Here’s a question worth sitting with for a moment.
A cycling club has ten members. Nine of them earn €35,000 per year. One of them – a tech entrepreneur who also rides – earns €2,000,000 per year. What’s the average income of the club?
The mean average is €213,500. Which tells you almost nothing useful about the financial reality of the nine people who actually make up the character of that club. It’s technically correct and practically misleading – a number that exists nowhere in the actual data.
This is the central problem with summary statistics: they compress a rich, complex distribution of values into a single number, and that compression always loses information. Sometimes it loses critical information. The question is whether you know enough to recognize when the summary is telling you something real and when it’s leading you astray.
Mean, median, and distribution are the three foundational tools for answering that question.
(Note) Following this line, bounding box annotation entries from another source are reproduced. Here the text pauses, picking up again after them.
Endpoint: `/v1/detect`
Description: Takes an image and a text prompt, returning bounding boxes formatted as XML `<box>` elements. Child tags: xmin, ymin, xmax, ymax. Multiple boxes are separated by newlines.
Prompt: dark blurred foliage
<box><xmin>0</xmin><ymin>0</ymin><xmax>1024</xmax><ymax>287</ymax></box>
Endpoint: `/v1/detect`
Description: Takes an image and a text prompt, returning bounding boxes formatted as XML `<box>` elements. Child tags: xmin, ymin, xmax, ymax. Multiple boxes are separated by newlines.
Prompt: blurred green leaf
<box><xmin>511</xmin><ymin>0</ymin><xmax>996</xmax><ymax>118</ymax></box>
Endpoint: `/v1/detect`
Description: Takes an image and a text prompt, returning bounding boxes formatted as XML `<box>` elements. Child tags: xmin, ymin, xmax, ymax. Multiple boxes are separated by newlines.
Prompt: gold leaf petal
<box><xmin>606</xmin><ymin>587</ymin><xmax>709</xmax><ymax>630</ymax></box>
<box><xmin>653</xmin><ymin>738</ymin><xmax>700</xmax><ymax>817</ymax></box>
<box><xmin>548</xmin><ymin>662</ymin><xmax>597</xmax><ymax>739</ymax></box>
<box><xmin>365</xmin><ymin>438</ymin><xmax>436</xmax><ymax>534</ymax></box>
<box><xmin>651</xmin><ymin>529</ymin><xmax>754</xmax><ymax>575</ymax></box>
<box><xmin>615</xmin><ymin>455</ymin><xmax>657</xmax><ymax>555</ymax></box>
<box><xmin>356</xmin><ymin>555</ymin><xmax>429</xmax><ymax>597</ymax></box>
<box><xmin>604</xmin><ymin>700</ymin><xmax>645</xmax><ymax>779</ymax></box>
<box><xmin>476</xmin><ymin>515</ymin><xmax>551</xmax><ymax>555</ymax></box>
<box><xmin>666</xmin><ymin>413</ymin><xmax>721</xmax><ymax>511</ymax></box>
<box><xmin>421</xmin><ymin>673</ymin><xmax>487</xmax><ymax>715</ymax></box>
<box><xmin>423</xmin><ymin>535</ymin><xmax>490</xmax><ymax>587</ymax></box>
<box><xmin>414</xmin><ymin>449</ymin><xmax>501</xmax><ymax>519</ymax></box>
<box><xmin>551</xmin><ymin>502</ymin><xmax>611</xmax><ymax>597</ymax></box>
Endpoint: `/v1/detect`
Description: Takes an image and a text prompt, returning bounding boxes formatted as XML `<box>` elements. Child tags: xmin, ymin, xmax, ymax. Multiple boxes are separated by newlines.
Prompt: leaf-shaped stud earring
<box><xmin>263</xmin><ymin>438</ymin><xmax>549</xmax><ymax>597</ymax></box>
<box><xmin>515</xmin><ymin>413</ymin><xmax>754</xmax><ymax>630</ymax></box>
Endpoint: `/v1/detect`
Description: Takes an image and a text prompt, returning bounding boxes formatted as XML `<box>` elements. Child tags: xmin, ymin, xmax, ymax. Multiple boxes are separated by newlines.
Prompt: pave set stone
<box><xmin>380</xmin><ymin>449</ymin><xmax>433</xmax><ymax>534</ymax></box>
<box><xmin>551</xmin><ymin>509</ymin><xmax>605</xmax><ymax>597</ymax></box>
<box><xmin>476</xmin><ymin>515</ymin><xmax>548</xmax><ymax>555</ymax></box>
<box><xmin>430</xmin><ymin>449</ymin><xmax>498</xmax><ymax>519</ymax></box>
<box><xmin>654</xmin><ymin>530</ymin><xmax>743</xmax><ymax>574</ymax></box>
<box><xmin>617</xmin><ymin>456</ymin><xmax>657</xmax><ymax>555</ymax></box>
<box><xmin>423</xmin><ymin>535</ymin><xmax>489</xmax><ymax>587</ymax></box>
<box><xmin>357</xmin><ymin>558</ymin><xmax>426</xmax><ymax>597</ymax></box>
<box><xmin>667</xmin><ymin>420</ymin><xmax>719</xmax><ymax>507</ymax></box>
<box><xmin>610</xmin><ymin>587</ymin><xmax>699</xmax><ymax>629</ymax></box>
They’re also three of the most misused concepts in everyday data analysis – not because they’re complicated, but because they’re rarely explained in terms of what they actually reveal and when each one breaks down.
This article fixes that.

What a Distribution Actually Is
Before mean or median make sense, you need a clear mental model of what they’re summarizing.
A distribution is simply the full picture of how values are spread across a dataset. Not a single number – the entire landscape of values, from the smallest to the largest, including how frequently each range of values appears.
Think of it this way: if you recorded the duration of every cycling ride a person completed over a year, you’d have a collection of numbers. Some rides are short – 20 minutes. Some are medium – 60 to 90 minutes. Some are long – 3 hours plus. A few are outliers in both directions.
If you plotted all of these values on a chart – putting ride duration on the horizontal axis and frequency on the vertical axis – the shape that emerges is the distribution. It might look like a smooth hill, peaked in the middle. It might be lopsided, with most values clustered at the lower end and a long tail stretching right. It might have two humps, suggesting two distinct types of rides mixed together.
That shape is the distribution. And it contains far more information than any single summary number can capture.
The most famous distribution shape is the normal distribution – the classic bell curve. Symmetrical, peaked in the middle, tapering equally on both sides. Many natural phenomena approximate this shape: height measurements in a large population, measurement errors, certain biological variables.
But real-world data is often not normally distributed. It’s skewed, multimodal, or heavy-tailed. And understanding which shape you’re dealing with is what determines whether the mean is a useful summary – or a dangerous one.
The Mean: Powerful, But Fragile
The mean is what most people mean when they say “average.” Add up all the values, divide by how many there are.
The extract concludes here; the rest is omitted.